The highs and lows of parenting and real estate.

Gift-Giving Success Despite Procrastination and Feral Dogs

I’m assuming because you’re reading this you have survived Christmas. You weren’t trampled to death at Walmart at 10pm on the 24th attempting to snag the last bag of Ghirardelli peppermint bark or suffocated under a mountain of discarded wrapping paper. Whew. Glad to hear it; I was worried about you.

I also have survived. My big success is that I didn’t have a brain aneurysm while frantically brainstorming last minute Christmas gifts for impossible to buy for family members.

My mother is a compulsive shopper with really good taste. So when she sees something she wants, she researches how to buy it for 10% less than anyone else has before and obtains it. My poor, shopping disabled father has been trying to years to find things she hasn’t already bought for herself that she will like (let’s not speak of ‘the briefcase incident of 1989’, it will only cast a cloud of darkness over the holiday season).

This year I bought my mother a living succulent wreath:

Like anything else I ever do, the steps I took to get from, ‘I think my mom would love a living succulent wreath’ to ‘Here is your living succulent wreath, Mom!’ didn’t exactly proceed in a logical straight line.

Step 1: Determine I’m going to create wreath myself.

Step 2: Find a video online explaining the process of creating wreath.

Step 3: Get Jason to watch the video with me so we can figure out how to make the wreath.

Step 4: Have Jason look at me like I’m a lunatic and threaten to commit me if I even attempt to add this herculean task to my already undoable to-do list.

Step 5: Decide I’ll just wait until December 23rd and buy one somewhere (logic being: we live in Arizona where there are lots of succulents, it’s Christmas time and people make wreaths around Christmas, a living succulent wreath is a really awesome thing, they probably sell them in every nursery, right?).

Step 6: Drive around to 5 different nurseries (ranging from the charmingly rural to the feral dogs running around old oil drums covered in vines variety) become increasingly frantic with each confused shake of the head, “Naw, I don’t have any of those. I don’t know who would. Maybe try Cactus and More down the road two miles. They have weird stuff there.”

Step 7: Rush home and Google ‘living succulent wreath, Phoenix’ (no, Google, not ‘living successfully with screwed up people,’ we’ll discuss that tomorrow) and find this article.

Step 8: Make poor Patti Smith really sorry she gave Phoenix Magazine a phone number for contact by leaving her an 8 minute voicemail begging her to make me a wreath and let me come over on Christmas Eve to buy it from her.

Step 9: Get insanely lucky that Patti Smith doesn’t think I’m a deranged lunatic and change her phone number and instead calls me back to tell me she’ll make me a wreath and I can bring cash and pick it up (she did, however, call me a ‘crazy lady’ on the phone).

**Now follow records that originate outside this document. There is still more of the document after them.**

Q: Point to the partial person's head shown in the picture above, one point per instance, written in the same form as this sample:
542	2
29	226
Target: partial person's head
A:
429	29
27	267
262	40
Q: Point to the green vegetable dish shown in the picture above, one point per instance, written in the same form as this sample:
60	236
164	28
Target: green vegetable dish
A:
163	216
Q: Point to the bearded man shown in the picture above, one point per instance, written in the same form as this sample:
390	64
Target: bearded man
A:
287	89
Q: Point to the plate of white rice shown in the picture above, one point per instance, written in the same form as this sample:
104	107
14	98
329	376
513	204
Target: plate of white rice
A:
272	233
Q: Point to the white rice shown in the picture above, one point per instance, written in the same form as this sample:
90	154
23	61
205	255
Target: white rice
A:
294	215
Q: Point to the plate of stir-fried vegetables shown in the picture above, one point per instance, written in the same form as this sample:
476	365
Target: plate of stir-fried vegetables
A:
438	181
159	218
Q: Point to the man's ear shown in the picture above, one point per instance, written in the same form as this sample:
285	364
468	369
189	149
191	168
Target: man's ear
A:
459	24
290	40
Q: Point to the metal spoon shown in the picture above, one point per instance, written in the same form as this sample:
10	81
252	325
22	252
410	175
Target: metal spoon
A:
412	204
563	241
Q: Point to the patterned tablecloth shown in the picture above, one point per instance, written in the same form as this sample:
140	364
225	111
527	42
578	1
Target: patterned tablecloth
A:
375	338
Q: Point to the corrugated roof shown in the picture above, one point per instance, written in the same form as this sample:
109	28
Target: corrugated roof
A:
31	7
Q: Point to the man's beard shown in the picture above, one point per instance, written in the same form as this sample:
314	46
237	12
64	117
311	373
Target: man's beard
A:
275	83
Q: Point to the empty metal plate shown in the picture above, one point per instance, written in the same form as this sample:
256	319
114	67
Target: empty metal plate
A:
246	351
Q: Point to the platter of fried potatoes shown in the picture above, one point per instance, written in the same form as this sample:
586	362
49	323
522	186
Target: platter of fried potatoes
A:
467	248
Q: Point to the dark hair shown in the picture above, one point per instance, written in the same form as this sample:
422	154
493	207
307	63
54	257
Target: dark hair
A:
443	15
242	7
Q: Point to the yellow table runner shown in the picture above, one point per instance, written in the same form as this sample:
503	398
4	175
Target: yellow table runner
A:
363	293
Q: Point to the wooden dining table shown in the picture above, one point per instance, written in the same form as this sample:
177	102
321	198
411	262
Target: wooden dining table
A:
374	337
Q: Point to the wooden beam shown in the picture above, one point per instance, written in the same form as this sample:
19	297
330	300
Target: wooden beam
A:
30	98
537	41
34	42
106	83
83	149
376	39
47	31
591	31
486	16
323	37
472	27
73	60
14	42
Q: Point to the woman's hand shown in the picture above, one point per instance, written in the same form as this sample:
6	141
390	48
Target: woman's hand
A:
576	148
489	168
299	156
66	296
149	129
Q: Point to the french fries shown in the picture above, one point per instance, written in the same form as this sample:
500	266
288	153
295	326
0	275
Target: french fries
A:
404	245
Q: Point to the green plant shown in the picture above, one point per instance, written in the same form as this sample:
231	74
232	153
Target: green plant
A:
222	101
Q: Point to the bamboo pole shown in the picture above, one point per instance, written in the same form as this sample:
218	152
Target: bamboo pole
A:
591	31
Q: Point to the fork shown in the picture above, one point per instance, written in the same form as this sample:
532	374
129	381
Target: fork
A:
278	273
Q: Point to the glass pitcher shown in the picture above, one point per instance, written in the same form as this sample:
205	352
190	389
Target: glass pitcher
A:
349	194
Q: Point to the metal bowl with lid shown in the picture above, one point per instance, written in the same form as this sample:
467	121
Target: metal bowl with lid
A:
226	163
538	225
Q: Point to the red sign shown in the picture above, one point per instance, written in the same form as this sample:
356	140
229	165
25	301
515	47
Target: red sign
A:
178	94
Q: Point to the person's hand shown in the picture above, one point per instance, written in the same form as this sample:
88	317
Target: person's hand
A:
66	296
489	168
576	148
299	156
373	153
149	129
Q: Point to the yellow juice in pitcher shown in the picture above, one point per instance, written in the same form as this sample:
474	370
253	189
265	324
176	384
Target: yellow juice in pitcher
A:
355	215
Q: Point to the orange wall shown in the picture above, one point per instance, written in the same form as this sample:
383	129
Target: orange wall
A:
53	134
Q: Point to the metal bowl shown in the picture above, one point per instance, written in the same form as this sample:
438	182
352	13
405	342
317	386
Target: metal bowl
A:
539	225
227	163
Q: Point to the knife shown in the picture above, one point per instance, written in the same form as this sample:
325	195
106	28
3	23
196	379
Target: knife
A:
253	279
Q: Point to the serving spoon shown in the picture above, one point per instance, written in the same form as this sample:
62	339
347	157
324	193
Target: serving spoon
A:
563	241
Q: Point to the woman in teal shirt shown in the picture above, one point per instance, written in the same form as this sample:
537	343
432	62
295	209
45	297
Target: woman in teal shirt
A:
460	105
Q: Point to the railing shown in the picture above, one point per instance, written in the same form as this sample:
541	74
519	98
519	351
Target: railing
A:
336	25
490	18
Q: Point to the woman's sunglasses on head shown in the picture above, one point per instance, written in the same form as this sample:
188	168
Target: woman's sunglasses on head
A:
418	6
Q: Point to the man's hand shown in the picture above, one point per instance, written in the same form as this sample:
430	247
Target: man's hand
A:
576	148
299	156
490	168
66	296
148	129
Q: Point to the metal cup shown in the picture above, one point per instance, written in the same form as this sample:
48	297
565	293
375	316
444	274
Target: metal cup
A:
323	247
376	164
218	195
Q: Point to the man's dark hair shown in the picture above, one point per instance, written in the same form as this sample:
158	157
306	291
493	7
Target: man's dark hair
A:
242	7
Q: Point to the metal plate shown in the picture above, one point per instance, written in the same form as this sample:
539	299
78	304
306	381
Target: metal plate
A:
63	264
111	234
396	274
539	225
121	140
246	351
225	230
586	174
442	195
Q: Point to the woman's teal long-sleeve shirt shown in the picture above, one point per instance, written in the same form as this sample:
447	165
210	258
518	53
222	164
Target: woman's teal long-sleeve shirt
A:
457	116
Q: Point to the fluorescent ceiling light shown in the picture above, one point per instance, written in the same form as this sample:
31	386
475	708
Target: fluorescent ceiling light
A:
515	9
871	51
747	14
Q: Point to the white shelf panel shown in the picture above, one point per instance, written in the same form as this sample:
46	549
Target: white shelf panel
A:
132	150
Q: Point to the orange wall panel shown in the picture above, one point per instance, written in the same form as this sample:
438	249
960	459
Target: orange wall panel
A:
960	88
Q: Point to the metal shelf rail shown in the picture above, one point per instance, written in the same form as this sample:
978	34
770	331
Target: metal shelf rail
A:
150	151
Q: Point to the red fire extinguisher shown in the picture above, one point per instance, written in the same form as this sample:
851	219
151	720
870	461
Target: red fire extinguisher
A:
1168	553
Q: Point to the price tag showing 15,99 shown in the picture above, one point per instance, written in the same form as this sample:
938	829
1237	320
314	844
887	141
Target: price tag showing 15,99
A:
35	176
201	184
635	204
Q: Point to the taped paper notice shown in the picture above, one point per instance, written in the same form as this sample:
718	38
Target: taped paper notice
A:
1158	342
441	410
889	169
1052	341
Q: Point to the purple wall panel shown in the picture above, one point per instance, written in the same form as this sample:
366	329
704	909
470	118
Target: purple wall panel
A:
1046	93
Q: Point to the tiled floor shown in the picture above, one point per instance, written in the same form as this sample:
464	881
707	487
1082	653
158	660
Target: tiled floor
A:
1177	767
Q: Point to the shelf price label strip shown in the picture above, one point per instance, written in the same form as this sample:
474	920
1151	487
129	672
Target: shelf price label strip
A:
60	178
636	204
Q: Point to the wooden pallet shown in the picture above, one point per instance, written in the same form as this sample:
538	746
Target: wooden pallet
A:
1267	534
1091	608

Step 10: Drive out to Apache Junction and pick up the stunning wreath from the super nice and clearly compulsively creative wreath artist.

As much as I curse the universe for regularly raining chaos down upon my life, it does occasionally reward my total procrastination and incompetence with insanely undeserved success. So I guess we’re even for now, Universe.

My other gift-giving success this year was a cookbook I made online and had printed out for my family. This year we did a bunch of food competitions and group dinners that were really fun, so I compiled some of my favorites of the recipes and added pictures and color commentary. It’s filled with family jokes, but here’s a link to check it out if you want to see it.

My favorite recipe is Todd, John and JT’s Smoked Meat (and Marinated Livers) on page 13.

I think I might make this book a yearly tradition. What were the favorite gifts you gave and received?